2012–13 Bangladesh Cricket League
- Dates: 27 December 2012 – 25 February 2013
- Administrator(s): Bangladesh Cricket Board
- Cricket format: First-class
- Tournament format(s): Round-robin and Final
- Host(s): Bangladesh
- Champions: Central Zone (1st title)
- Runners-up: North Zone
- Participants: 4
- Matches: 7
- Most runs: Marshal Ayub (465)
- Most wickets: Shohag Gazi (19)

= 2012–13 Bangladesh Cricket League =

Cricket tournament

The 2012–13 Bangladesh Cricket League is inaugural edition of the Bangladesh Cricket League (BCL), a first-class cricket competition that is being held in Bangladesh from 27 December 2012 to 25 February 2013.

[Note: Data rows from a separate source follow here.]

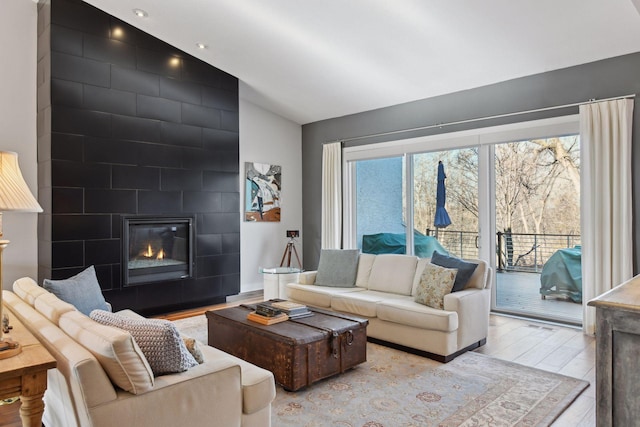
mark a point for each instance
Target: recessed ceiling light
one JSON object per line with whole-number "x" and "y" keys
{"x": 140, "y": 13}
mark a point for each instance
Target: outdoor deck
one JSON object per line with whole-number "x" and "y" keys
{"x": 519, "y": 293}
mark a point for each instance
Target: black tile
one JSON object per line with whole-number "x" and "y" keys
{"x": 102, "y": 251}
{"x": 218, "y": 265}
{"x": 71, "y": 174}
{"x": 109, "y": 50}
{"x": 216, "y": 139}
{"x": 110, "y": 201}
{"x": 218, "y": 223}
{"x": 209, "y": 244}
{"x": 80, "y": 227}
{"x": 159, "y": 202}
{"x": 231, "y": 242}
{"x": 158, "y": 108}
{"x": 136, "y": 178}
{"x": 221, "y": 181}
{"x": 83, "y": 70}
{"x": 159, "y": 155}
{"x": 202, "y": 201}
{"x": 194, "y": 70}
{"x": 229, "y": 202}
{"x": 80, "y": 16}
{"x": 67, "y": 93}
{"x": 109, "y": 100}
{"x": 65, "y": 40}
{"x": 135, "y": 81}
{"x": 103, "y": 274}
{"x": 136, "y": 129}
{"x": 200, "y": 116}
{"x": 67, "y": 254}
{"x": 180, "y": 91}
{"x": 67, "y": 147}
{"x": 181, "y": 135}
{"x": 231, "y": 284}
{"x": 159, "y": 63}
{"x": 220, "y": 99}
{"x": 67, "y": 200}
{"x": 103, "y": 150}
{"x": 230, "y": 121}
{"x": 80, "y": 122}
{"x": 200, "y": 159}
{"x": 181, "y": 179}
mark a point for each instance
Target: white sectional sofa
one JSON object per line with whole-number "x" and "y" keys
{"x": 384, "y": 292}
{"x": 222, "y": 391}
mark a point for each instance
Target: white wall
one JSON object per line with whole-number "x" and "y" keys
{"x": 268, "y": 138}
{"x": 18, "y": 36}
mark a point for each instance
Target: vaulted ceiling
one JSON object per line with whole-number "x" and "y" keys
{"x": 309, "y": 60}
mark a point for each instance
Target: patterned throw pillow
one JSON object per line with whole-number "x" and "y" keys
{"x": 158, "y": 339}
{"x": 434, "y": 284}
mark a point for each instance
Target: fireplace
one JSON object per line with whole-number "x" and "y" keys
{"x": 156, "y": 249}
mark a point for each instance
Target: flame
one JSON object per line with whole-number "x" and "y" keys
{"x": 148, "y": 253}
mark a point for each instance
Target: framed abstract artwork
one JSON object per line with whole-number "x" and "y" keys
{"x": 262, "y": 192}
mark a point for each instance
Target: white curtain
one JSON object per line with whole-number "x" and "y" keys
{"x": 606, "y": 215}
{"x": 331, "y": 233}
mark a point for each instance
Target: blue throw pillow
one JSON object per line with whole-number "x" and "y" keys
{"x": 338, "y": 267}
{"x": 465, "y": 269}
{"x": 82, "y": 291}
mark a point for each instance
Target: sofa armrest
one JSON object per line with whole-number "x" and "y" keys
{"x": 472, "y": 306}
{"x": 307, "y": 277}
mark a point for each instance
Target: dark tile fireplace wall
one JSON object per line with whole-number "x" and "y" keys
{"x": 138, "y": 127}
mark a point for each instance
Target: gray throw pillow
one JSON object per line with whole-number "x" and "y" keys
{"x": 465, "y": 269}
{"x": 338, "y": 267}
{"x": 82, "y": 291}
{"x": 158, "y": 339}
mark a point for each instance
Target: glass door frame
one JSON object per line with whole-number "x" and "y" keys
{"x": 482, "y": 138}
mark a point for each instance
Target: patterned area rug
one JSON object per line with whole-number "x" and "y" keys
{"x": 394, "y": 388}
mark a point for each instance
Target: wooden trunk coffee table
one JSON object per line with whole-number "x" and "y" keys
{"x": 298, "y": 352}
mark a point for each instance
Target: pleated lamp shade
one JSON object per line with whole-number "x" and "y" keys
{"x": 14, "y": 193}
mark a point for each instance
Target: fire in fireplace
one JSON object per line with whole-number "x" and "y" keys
{"x": 156, "y": 249}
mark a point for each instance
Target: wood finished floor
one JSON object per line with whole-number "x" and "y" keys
{"x": 551, "y": 347}
{"x": 545, "y": 346}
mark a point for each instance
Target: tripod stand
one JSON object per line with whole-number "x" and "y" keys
{"x": 291, "y": 247}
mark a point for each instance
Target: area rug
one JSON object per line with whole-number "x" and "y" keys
{"x": 394, "y": 388}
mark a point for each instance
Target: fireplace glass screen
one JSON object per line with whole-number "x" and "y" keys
{"x": 157, "y": 249}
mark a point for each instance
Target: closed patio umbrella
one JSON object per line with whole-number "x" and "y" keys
{"x": 442, "y": 219}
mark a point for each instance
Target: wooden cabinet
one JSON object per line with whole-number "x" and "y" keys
{"x": 617, "y": 355}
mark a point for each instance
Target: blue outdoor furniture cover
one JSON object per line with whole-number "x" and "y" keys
{"x": 562, "y": 274}
{"x": 391, "y": 243}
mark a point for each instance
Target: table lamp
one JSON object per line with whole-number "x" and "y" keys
{"x": 14, "y": 196}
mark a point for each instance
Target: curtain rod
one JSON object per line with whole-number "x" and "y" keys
{"x": 479, "y": 119}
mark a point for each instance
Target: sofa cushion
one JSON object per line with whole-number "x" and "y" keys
{"x": 365, "y": 262}
{"x": 81, "y": 290}
{"x": 158, "y": 339}
{"x": 405, "y": 311}
{"x": 28, "y": 290}
{"x": 317, "y": 296}
{"x": 393, "y": 273}
{"x": 436, "y": 282}
{"x": 465, "y": 269}
{"x": 360, "y": 303}
{"x": 52, "y": 307}
{"x": 337, "y": 267}
{"x": 115, "y": 349}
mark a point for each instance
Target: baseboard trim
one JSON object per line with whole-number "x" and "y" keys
{"x": 433, "y": 356}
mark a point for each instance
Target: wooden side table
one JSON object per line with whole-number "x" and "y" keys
{"x": 25, "y": 374}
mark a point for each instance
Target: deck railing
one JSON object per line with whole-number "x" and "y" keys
{"x": 525, "y": 252}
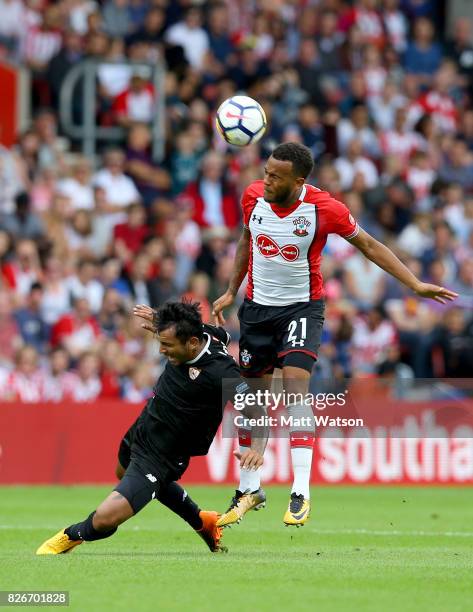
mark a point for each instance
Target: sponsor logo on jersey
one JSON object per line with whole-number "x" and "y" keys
{"x": 270, "y": 248}
{"x": 193, "y": 373}
{"x": 301, "y": 224}
{"x": 245, "y": 358}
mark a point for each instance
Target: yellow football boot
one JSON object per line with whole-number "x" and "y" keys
{"x": 58, "y": 544}
{"x": 241, "y": 504}
{"x": 298, "y": 511}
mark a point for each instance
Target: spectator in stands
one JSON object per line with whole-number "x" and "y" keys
{"x": 163, "y": 288}
{"x": 23, "y": 269}
{"x": 77, "y": 331}
{"x": 25, "y": 382}
{"x": 198, "y": 291}
{"x": 455, "y": 340}
{"x": 12, "y": 179}
{"x": 150, "y": 179}
{"x": 10, "y": 338}
{"x": 33, "y": 328}
{"x": 116, "y": 18}
{"x": 191, "y": 36}
{"x": 423, "y": 55}
{"x": 87, "y": 386}
{"x": 85, "y": 285}
{"x": 129, "y": 236}
{"x": 458, "y": 166}
{"x": 112, "y": 313}
{"x": 78, "y": 187}
{"x": 214, "y": 200}
{"x": 80, "y": 235}
{"x": 24, "y": 223}
{"x": 138, "y": 101}
{"x": 56, "y": 300}
{"x": 115, "y": 363}
{"x": 119, "y": 189}
{"x": 138, "y": 387}
{"x": 152, "y": 29}
{"x": 354, "y": 164}
{"x": 141, "y": 287}
{"x": 59, "y": 381}
{"x": 373, "y": 335}
{"x": 11, "y": 31}
{"x": 69, "y": 54}
{"x": 42, "y": 42}
{"x": 318, "y": 68}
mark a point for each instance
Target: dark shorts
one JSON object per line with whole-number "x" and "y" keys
{"x": 124, "y": 450}
{"x": 270, "y": 335}
{"x": 145, "y": 477}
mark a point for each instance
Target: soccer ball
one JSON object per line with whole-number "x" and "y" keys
{"x": 241, "y": 120}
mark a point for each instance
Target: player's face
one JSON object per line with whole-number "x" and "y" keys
{"x": 177, "y": 352}
{"x": 280, "y": 183}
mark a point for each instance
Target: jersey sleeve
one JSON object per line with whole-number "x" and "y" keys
{"x": 234, "y": 387}
{"x": 219, "y": 333}
{"x": 248, "y": 200}
{"x": 340, "y": 221}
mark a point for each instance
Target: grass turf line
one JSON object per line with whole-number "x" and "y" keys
{"x": 365, "y": 548}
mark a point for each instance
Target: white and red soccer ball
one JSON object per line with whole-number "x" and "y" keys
{"x": 241, "y": 120}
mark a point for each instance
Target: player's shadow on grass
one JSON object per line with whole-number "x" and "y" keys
{"x": 164, "y": 554}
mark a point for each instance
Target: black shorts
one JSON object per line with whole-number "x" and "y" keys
{"x": 145, "y": 478}
{"x": 269, "y": 334}
{"x": 124, "y": 450}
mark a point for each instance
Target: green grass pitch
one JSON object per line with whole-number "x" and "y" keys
{"x": 365, "y": 548}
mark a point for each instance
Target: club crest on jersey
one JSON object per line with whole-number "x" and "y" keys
{"x": 245, "y": 358}
{"x": 301, "y": 224}
{"x": 193, "y": 373}
{"x": 270, "y": 248}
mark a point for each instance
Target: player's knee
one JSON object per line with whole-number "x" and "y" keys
{"x": 119, "y": 471}
{"x": 105, "y": 521}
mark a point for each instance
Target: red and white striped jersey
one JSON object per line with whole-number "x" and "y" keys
{"x": 286, "y": 243}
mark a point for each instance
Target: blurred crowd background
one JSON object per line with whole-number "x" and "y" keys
{"x": 377, "y": 89}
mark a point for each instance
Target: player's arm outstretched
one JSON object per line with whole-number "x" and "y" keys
{"x": 379, "y": 254}
{"x": 148, "y": 315}
{"x": 240, "y": 270}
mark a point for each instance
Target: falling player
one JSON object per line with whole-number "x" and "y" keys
{"x": 286, "y": 224}
{"x": 179, "y": 422}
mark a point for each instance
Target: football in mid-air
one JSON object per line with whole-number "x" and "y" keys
{"x": 241, "y": 120}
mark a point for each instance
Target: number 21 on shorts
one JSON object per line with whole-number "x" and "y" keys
{"x": 296, "y": 337}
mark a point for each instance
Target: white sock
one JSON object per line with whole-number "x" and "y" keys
{"x": 302, "y": 442}
{"x": 301, "y": 465}
{"x": 249, "y": 479}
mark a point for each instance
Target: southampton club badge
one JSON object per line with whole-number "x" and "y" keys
{"x": 245, "y": 358}
{"x": 193, "y": 373}
{"x": 301, "y": 224}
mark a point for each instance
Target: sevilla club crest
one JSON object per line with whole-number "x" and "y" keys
{"x": 301, "y": 224}
{"x": 245, "y": 358}
{"x": 193, "y": 373}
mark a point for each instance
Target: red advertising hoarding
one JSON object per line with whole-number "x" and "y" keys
{"x": 77, "y": 443}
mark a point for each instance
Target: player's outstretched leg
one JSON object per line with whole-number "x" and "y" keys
{"x": 249, "y": 495}
{"x": 102, "y": 523}
{"x": 302, "y": 444}
{"x": 296, "y": 375}
{"x": 204, "y": 522}
{"x": 177, "y": 499}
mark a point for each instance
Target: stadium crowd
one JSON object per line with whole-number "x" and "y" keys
{"x": 376, "y": 88}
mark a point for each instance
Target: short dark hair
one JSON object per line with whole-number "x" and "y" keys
{"x": 298, "y": 154}
{"x": 184, "y": 316}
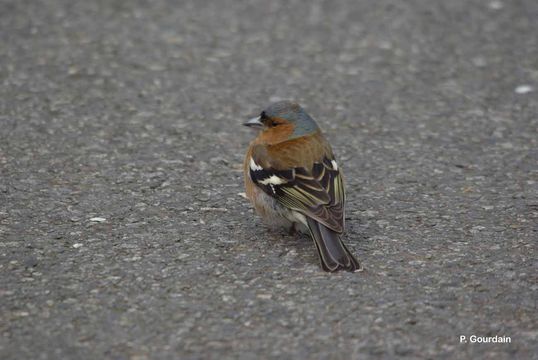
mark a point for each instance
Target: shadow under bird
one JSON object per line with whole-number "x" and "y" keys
{"x": 293, "y": 181}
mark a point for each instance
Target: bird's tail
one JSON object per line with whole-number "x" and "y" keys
{"x": 333, "y": 253}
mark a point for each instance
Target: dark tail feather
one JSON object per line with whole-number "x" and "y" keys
{"x": 333, "y": 254}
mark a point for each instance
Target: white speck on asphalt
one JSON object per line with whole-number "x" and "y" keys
{"x": 496, "y": 5}
{"x": 524, "y": 89}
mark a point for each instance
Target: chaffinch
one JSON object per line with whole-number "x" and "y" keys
{"x": 293, "y": 181}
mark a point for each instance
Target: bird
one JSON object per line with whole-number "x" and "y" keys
{"x": 294, "y": 182}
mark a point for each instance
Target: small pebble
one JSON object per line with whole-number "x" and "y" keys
{"x": 524, "y": 89}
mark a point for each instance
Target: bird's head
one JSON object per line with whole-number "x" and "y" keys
{"x": 283, "y": 121}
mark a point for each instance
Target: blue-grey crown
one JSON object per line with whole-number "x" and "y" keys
{"x": 295, "y": 114}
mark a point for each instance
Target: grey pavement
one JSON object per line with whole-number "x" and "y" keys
{"x": 123, "y": 232}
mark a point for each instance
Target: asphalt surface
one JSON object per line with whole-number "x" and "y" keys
{"x": 123, "y": 231}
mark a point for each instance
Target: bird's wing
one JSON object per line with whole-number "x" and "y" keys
{"x": 317, "y": 192}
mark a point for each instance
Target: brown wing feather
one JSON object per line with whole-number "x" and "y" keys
{"x": 315, "y": 190}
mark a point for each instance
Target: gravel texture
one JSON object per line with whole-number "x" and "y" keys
{"x": 123, "y": 231}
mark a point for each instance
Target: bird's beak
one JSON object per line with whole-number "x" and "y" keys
{"x": 254, "y": 123}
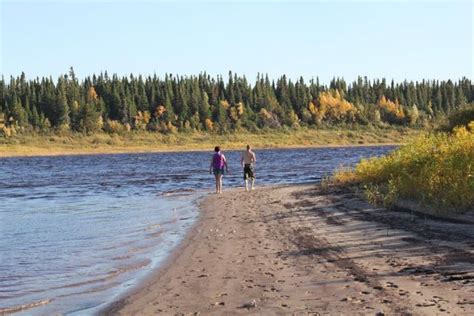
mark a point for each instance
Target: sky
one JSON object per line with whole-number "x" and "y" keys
{"x": 398, "y": 40}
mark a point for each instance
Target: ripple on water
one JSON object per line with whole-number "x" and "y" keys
{"x": 79, "y": 230}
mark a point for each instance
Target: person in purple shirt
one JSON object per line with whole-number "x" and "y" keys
{"x": 218, "y": 162}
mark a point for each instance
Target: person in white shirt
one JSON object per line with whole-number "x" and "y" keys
{"x": 248, "y": 161}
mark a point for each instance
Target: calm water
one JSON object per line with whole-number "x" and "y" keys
{"x": 78, "y": 231}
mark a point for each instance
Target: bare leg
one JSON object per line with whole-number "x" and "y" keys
{"x": 217, "y": 183}
{"x": 220, "y": 183}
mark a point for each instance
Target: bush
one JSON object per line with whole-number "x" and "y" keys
{"x": 461, "y": 117}
{"x": 436, "y": 169}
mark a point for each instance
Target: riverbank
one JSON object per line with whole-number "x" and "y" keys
{"x": 285, "y": 249}
{"x": 71, "y": 144}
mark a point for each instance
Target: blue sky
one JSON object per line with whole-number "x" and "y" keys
{"x": 398, "y": 39}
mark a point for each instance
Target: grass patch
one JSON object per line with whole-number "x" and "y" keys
{"x": 434, "y": 169}
{"x": 53, "y": 144}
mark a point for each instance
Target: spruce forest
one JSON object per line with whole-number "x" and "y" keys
{"x": 217, "y": 105}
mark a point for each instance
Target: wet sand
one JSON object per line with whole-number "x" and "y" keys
{"x": 304, "y": 250}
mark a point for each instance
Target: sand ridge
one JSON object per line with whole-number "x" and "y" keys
{"x": 304, "y": 250}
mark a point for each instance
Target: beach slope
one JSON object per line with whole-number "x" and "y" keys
{"x": 302, "y": 249}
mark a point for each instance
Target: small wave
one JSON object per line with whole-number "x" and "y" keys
{"x": 177, "y": 192}
{"x": 18, "y": 308}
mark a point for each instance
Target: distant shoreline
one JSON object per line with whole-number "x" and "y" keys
{"x": 119, "y": 151}
{"x": 68, "y": 145}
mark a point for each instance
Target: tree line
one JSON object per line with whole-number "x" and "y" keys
{"x": 204, "y": 103}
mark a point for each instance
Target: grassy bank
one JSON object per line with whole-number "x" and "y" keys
{"x": 436, "y": 170}
{"x": 32, "y": 145}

Central Zone won the tournament, after they beat North Zone by 31 runs in the Final.

==Venue==

| Dhaka | Bogra |
|---|---|
| Sher-e-Bangla National Cricket Stadium | Shaheed Chandu Stadium |
| Capacity: 25,416 | Capacity: 10,000 |
| Matches:4 | Matches:3 |

==Points table==

| Team | Pld | W | L | D | A | Pts |
|---|---|---|---|---|---|---|
| Central Zone | 3 | 0 | 0 | 3 | 0 | 14 |
| North Zone | 3 | 1 | 0 | 2 | 0 | 13 |
| South Zone | 3 | 1 | 1 | 1 | 0 | 10 |
| East Zone | 3 | 0 | 1 | 2 | 0 | 9 |

For an outright win the winners get 6 (six) points. No points for the side defeated.
In the case of a drawn game where both teams have completed their respective first innings, the team having a first innings lead gets 3 (three) points. The side behind on first innings runs gets 1 (one) point.
In a drawn game where the teams have not completed first innings 3 (three) points will be awarded to each team.
For a tie with first innings completed by both teams 3 (three) points will be awarded to each.
If there is no outright result and scores are tied in the first innings then 3 (three) points will be awarded to each team.
In case of a washed out/abandoned game both teams will get 3 (three) points.
Bonus Points

For scoring a minimum of 300 runs in 100 or lesser number of overs in the first innings 1 (one) batting point will be awarded.
For bowling out a side in the first innings 1 (one) bowling point will be awarded.
For an innings victory 1 (one) point will be awarded.
For a 10-wicket win 1 (one) point will be awarded.